Kindergarten

Der Kindergarten ist die erste Bildungseinrichtung! Doch wie sieht die Realität aus? 

Wenn wir uns aber ansehen wie es um die Wertschätzung unserer Elementarpädagog_innen bestellt ist, wie wenig Unterstützung Ihnen zuteil wird und wie sehr vor allem private Kindergartenbetreiber mit bürokratischen Hürden zu kämpfen haben, dann kann man mit dieser Aussage nicht recht viel anfangen.
 Jeder Euro, der heute in die Elementarpädagogik investiert wird, rentiert sich vielfach im späteren Verlauf durch geringere Aufwendungen für Sprachförderung und Nachhilfeunterricht.

Zu wenig finanzielle Mittel, unterschiedliche Sprachen, riesige Verantwortung und immer länger werdende Betreuungszeiten stellen insbesondere Kindergärten und Elementarpädagog_innen in Wien vor Herausforderungen.

Was brauchen wir?

Wertschätzung! Und die Erkenntnis, wie wichtig die Aufgabe der Bildung und Betreuung für unsere Kleinsten ist. Das beginnt mit dem frühen Fördern von Talenten, der bestmöglichen Unterstützung bei unfair verteilten Chancen und geht bis zur besseren Vereinbarkeit von Beruf und Kindern bei Eltern.

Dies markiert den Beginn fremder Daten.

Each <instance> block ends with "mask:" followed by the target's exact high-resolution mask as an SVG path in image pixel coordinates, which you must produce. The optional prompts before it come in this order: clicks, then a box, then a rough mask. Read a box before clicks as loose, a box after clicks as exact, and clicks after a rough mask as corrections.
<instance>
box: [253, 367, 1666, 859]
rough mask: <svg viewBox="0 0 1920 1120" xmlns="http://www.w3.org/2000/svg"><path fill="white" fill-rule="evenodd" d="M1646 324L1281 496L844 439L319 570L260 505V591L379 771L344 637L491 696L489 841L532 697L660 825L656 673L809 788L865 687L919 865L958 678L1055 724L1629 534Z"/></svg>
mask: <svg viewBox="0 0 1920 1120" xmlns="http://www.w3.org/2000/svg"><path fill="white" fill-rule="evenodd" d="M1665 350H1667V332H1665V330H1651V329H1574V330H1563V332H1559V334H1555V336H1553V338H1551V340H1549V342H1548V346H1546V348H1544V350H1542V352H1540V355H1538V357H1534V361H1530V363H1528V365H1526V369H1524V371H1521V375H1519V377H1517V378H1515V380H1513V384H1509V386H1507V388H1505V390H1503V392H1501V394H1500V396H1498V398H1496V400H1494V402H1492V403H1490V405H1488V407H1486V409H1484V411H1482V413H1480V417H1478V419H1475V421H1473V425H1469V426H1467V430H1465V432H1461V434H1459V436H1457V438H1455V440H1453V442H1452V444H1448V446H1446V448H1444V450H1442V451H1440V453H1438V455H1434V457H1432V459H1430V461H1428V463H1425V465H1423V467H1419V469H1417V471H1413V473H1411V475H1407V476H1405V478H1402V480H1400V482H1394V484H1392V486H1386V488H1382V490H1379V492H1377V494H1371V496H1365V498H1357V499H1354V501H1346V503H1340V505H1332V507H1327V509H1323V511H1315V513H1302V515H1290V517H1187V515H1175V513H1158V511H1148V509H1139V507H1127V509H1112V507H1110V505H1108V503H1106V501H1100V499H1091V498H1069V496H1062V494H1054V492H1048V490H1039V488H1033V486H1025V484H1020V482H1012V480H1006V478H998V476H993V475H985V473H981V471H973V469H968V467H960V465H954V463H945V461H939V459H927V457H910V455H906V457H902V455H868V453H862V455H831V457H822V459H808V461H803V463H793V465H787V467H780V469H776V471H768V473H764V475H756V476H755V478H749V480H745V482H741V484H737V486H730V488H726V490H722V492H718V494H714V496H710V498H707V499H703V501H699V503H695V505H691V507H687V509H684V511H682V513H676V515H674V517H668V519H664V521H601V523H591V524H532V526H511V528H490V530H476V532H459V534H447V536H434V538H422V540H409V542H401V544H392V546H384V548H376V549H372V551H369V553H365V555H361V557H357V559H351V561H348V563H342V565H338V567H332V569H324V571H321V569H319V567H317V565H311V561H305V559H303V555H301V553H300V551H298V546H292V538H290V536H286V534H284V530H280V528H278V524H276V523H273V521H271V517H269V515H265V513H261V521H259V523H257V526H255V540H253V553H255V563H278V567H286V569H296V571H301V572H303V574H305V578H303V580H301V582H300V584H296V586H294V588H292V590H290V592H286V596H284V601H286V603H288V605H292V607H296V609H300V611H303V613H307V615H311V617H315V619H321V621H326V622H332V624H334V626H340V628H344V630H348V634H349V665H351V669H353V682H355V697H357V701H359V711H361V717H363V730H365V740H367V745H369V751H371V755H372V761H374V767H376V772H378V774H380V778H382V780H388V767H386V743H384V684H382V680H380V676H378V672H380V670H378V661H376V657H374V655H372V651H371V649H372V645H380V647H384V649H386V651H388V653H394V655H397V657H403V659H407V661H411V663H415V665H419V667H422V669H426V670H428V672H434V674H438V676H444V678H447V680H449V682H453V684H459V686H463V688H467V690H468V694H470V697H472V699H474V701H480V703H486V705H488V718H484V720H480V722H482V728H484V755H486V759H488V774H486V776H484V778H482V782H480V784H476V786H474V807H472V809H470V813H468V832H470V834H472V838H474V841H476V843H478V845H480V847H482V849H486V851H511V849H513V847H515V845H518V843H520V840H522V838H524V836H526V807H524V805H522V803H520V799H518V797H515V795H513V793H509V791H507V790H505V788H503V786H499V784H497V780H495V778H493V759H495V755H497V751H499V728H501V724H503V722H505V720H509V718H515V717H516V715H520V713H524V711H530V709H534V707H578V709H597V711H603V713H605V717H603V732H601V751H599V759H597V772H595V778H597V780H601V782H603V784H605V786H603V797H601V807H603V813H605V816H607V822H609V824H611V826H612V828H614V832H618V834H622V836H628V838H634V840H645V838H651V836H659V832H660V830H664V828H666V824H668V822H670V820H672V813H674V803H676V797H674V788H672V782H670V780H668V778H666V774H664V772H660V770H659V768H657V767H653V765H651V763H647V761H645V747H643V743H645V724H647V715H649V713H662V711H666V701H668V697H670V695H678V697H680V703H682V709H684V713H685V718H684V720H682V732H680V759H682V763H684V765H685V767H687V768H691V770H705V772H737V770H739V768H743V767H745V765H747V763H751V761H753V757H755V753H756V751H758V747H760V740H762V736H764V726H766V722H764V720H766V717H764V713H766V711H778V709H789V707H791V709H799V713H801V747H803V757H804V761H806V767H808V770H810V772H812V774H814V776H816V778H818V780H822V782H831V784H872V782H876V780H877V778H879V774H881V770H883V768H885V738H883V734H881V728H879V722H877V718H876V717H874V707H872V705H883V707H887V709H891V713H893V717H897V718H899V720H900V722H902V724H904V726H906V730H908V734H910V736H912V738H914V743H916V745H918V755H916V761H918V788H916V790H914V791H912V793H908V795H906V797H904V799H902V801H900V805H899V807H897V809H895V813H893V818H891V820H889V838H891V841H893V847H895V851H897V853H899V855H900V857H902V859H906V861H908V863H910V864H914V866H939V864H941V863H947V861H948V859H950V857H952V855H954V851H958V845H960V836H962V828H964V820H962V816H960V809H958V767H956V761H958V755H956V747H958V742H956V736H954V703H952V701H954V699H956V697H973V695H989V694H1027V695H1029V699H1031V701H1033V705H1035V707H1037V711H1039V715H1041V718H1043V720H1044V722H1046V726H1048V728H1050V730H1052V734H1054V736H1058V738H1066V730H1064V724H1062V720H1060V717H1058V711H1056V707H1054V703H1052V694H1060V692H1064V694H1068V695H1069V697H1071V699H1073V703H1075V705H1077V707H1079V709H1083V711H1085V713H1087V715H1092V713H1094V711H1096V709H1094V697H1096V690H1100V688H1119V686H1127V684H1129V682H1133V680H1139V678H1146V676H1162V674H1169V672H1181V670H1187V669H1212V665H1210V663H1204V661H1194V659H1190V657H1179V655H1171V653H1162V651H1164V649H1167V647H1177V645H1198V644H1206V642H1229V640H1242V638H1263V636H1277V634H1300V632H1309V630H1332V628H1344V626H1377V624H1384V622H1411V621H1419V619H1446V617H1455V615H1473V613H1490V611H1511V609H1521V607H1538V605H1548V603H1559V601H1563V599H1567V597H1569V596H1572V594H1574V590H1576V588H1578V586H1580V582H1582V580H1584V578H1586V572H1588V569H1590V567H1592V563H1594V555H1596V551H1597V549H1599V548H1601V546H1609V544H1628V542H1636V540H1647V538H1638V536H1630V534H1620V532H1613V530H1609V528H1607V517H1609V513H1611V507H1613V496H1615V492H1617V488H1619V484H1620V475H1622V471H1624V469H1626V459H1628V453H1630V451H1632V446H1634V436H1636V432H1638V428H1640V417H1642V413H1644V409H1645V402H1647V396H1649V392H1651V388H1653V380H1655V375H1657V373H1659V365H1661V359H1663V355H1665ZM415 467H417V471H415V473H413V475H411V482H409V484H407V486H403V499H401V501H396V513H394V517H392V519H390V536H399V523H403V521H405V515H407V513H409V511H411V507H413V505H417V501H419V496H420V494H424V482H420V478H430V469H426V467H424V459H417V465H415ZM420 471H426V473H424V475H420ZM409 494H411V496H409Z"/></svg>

Bessere Ausbildungsmöglichkeiten! Der derzeitig übliche Ausbildungsweg mit der Entscheidung für diesen Beruf mit 14 Jahren ist zu früh und viele Ausgebildete entscheiden sich schlussendlich nicht für die Arbeit im Kindergarten. Wer eine universitäre Ausbildung zur Kindergartenpädagogin macht, trifft eine bewusstere Entscheidung für diesen Beruf!

Bessere Bezahlung!

Genügend Unterstützungspersonal! Pädagog_innen müssen freispielt werden für Ihre eigentliche Aufgabe! Alleine verantwortlich zu sein für bis zu 25 Kinder ist auf Dauer für Pädagoginnen wie Kinder unbefriedigend.